His calm expression concealed an inner shudder as he remembered the nightmare in the Marsh System. Four hundred light-years from home, with a fleet which was supposed to have a decisive edge over its unprepared, unsuspecting opponents, only to discover that its opponents were anything but unsuspecting... and very well prepared, indeed.

When Harrington sprang her trap, he hadn't expected to get anything out. As it was, he'd somehow managed to extract almost a third of his total fleet. Which, of course, was another way of saying he'd lost over two-thirds of it. And he would have lost it all, if Shannon Foraker's defensive doctrine hadn't worked so well. Most of the ships he'd gotten out had been badly battered, and although he'd managed to evade any pursuit in the depths of hyper-space, the voyage home had been a nightmare all its own. Restricted by damage to the Delta bands, his maximum apparent velocity had been only 1,300 c, which meant the trip had taken over three months. Three months of dealing with damage out of limited onboard resources. Three months of watching his wounded recover-or not-when even his surviving units had lost thirty percent of their medical personnel. And three months without any idea at all how the rest of Operation Thunderbolt had gone.

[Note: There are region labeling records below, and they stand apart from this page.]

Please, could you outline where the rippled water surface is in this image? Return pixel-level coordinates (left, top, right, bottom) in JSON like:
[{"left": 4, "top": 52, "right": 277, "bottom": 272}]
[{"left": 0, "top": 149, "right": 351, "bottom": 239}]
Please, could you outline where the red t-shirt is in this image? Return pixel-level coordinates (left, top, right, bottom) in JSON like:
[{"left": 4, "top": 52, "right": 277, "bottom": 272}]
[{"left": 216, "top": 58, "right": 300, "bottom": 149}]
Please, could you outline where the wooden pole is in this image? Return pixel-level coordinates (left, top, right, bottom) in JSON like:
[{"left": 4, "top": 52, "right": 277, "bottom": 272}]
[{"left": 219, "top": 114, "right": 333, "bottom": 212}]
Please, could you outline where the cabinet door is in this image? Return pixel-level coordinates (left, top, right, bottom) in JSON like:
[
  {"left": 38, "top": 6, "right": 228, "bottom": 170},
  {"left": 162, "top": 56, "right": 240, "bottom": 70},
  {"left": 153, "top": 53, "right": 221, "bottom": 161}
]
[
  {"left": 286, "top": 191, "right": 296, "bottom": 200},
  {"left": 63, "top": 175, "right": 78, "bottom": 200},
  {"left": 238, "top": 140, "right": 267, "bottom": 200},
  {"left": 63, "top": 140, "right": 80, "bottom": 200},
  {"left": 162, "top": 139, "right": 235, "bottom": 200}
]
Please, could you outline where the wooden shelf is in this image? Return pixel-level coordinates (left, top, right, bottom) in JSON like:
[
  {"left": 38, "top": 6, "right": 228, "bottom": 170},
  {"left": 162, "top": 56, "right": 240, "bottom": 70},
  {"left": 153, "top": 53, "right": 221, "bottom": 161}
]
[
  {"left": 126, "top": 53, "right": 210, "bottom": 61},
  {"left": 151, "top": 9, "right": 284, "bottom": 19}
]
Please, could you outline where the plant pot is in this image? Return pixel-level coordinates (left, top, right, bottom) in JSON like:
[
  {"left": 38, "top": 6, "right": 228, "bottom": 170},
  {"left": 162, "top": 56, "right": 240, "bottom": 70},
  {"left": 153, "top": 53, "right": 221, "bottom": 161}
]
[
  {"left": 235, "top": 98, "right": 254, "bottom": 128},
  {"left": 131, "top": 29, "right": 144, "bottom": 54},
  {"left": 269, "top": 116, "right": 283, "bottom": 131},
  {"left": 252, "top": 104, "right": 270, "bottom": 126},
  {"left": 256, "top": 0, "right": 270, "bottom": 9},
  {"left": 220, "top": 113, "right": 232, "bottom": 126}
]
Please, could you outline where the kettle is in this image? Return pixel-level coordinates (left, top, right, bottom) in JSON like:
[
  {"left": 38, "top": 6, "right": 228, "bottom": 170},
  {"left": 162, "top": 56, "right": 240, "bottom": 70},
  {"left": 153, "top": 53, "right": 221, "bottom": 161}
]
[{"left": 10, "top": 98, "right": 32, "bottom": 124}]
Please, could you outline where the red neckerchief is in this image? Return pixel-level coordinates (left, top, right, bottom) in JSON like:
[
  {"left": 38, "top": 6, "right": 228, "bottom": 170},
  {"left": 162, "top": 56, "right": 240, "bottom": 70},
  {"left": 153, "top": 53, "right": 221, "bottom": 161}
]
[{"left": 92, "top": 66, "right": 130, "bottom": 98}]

It was fortunate that the answer to that last question was that it had gone quite well indeed. The success of the other fleet commanders might have rubbed a little more salt into the wound of his own failure, but at least the Manties had been hammered far harder overall than the Republic. It was a pity Javier Giscard hadn't gone ahead and attacked at Trevor's Star, but Tourville couldn't fault that decision-not on the basis of what Javier had known at the time. But the Grendelsbane attack, especially, had been a crushing success, and no one at the Octagon had blamed Tourville or his staff for what had happened to Fourth Fleet in Marsh.

One or two politicians had had a few things to say. In fact, a couple of them had been vocal enough to get themselves firmly onto Lester Tourville's personal shit list. That was one side of a living, breathing democracy which Tourville was honest enough to admit he could have done without. But the most telling evidence that he continued to enjoy the confidence of his n superiors was his new assignment.

Second Fleet was a new organization. The old Second Fleet had been dissolved after Thunderbolt, and the new one's skeleton of veteran units was receiving primarily new construction, straight from completing working up exercises under Shannon Foraker's direction in Bolthole. When he'd been given the command, his understanding had been that it wouldn't be committed to action for at least a T-year, and probably somewhat longer. Second Fleet was supposed to be the knuckleduster no one on the other side knew existed until it landed in a devastating right cross.

But even the best plans were subject to change, and Operation Gobi was right down Lester Tourville's alley. Nor was it going to require him to commit his complete strength. He could put together the required strike force out of his more experienced, battle hardened units without exposing his newbies. In fact, he supposed he really could have handed the entire operation over to one of his task force commanders... if there'd been a single chance in hell he wouldn't be commanding it himself.